Research has shown that ivermectin mass drug administration, currently in use in approximately 33 countries, can eliminate onchocerciasis from infected regions, but it takes an estimated 10 to 15 years of mass treatments to clear the parasite. Project organizers hope the changes in dosing that they are testing will significantly reduce that time.
Weil calls the DOLF project's third objective, led by scientists at Michigan State University and McGill University, "teaching an old drug new tricks." The objective will focus on flubendazole, a drug originally developed in the 1970s that had excellent activity against filarial worms when it was given by injection in animals and humans. The oral drug is currently used to treat intestinal worm infections in domestic animals and humans.
Flubendazole might be a potent tool for treatment of lymphatic filariasis, but injections cause severe local reactions in some humans, and the current formulation of the oral drug is poorly absorbed and does not have much effect beyond the digestive system.
"There are now new ways to improve drug solubility and absorption," Weil says. "The DOLF project will review all available information on flubendazole and develop a plan for reformulating the drug for use against human filarial infections.”
Weil and his colleagues at Washington University conduct basic and applied research on worm parasites. They have developed important new diagnostic tests for filarial infections and conducted field research on disease elimination.

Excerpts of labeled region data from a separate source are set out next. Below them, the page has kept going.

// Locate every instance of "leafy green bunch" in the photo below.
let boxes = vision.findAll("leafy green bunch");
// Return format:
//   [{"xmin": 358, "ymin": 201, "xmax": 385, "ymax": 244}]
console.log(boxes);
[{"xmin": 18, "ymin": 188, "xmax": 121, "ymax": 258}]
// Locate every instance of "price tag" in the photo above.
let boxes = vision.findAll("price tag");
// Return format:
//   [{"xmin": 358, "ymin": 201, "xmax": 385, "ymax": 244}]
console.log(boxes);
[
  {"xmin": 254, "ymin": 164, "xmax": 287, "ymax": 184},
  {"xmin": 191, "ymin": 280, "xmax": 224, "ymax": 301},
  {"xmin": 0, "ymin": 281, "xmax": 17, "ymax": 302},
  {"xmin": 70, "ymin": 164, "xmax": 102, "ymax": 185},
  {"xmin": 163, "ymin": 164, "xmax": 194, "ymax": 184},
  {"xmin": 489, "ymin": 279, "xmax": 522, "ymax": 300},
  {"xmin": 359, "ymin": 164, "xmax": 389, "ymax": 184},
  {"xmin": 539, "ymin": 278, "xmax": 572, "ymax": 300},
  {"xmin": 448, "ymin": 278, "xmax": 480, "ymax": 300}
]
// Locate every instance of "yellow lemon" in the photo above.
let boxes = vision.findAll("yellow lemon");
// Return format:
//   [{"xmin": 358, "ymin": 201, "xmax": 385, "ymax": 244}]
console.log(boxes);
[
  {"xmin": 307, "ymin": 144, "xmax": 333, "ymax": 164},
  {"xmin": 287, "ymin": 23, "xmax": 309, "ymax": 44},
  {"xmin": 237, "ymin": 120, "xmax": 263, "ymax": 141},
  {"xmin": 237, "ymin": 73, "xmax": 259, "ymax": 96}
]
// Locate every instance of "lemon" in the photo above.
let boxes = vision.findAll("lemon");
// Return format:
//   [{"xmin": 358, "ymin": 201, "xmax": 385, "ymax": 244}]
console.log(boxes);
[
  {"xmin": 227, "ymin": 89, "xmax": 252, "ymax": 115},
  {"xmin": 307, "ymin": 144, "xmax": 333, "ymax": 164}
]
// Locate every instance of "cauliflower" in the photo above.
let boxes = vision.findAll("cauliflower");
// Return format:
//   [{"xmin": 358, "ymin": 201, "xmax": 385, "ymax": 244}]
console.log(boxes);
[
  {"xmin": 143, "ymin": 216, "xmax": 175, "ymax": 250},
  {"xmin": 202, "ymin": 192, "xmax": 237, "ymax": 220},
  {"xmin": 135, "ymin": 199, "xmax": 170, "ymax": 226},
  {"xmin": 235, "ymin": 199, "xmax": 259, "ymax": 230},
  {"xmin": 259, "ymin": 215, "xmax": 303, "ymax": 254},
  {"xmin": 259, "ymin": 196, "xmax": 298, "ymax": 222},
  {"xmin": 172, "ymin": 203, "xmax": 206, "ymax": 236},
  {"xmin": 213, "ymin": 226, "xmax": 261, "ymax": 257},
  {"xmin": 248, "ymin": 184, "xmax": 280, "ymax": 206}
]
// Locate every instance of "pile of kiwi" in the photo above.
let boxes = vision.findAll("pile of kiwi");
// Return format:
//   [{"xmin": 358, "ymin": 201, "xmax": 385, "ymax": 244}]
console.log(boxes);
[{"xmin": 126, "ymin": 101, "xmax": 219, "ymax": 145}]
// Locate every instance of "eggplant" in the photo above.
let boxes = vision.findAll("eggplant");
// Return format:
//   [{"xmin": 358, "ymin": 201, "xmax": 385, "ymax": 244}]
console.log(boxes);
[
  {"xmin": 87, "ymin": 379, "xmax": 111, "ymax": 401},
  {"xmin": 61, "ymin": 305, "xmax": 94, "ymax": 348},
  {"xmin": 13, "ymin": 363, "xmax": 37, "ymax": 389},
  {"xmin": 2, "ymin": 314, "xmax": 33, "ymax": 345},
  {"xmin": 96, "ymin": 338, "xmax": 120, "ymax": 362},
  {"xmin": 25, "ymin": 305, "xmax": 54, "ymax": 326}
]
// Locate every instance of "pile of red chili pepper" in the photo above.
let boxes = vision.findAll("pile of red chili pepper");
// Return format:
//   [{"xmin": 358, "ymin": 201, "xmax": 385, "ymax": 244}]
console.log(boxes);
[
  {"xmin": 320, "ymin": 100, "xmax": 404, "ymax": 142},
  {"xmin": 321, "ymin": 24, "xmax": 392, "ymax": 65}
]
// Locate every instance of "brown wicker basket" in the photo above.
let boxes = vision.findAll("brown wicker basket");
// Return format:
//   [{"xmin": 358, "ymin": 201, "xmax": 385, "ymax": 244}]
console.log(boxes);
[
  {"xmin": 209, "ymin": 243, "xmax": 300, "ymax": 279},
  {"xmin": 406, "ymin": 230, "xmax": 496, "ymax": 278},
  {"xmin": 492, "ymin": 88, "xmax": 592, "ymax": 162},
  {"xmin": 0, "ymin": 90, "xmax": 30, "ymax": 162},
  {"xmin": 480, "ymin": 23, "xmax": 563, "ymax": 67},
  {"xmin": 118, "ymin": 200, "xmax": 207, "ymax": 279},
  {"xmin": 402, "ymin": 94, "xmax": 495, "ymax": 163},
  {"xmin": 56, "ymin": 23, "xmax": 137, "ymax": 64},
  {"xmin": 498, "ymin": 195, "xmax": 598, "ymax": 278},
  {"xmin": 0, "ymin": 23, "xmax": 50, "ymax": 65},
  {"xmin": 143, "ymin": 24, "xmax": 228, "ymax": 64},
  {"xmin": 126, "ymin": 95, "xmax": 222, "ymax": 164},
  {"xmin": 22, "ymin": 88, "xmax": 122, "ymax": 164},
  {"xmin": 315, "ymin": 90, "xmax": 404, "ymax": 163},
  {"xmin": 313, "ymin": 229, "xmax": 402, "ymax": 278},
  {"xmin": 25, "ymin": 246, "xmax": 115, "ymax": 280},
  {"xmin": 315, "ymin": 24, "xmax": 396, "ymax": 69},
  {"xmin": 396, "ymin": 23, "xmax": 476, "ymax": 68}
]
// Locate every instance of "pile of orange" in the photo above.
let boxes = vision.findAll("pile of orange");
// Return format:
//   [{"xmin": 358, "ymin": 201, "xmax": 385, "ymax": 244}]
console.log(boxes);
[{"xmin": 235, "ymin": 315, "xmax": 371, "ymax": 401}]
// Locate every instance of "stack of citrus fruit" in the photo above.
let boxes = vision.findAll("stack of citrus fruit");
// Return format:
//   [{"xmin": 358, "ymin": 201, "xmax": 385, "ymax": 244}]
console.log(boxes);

"I'm very excited," Weil says. "This new project will provide us with a chance to conduct high-impact research that should benefit the many people who suffer from these diseases."
Washington University School of Medicine's 2,100 employed and volunteer faculty physicians also are the medical staff of Barnes-Jewish and St. Louis Children's hospitals. The School of Medicine is one of the leading medical research, teaching and patient care institutions in the nation, currently ranked third in the nation by U.S. News & World Report. Through its affiliations with Barnes-Jewish and St. Louis Children's hospitals, the School of Medicine is linked to BJC HealthCare.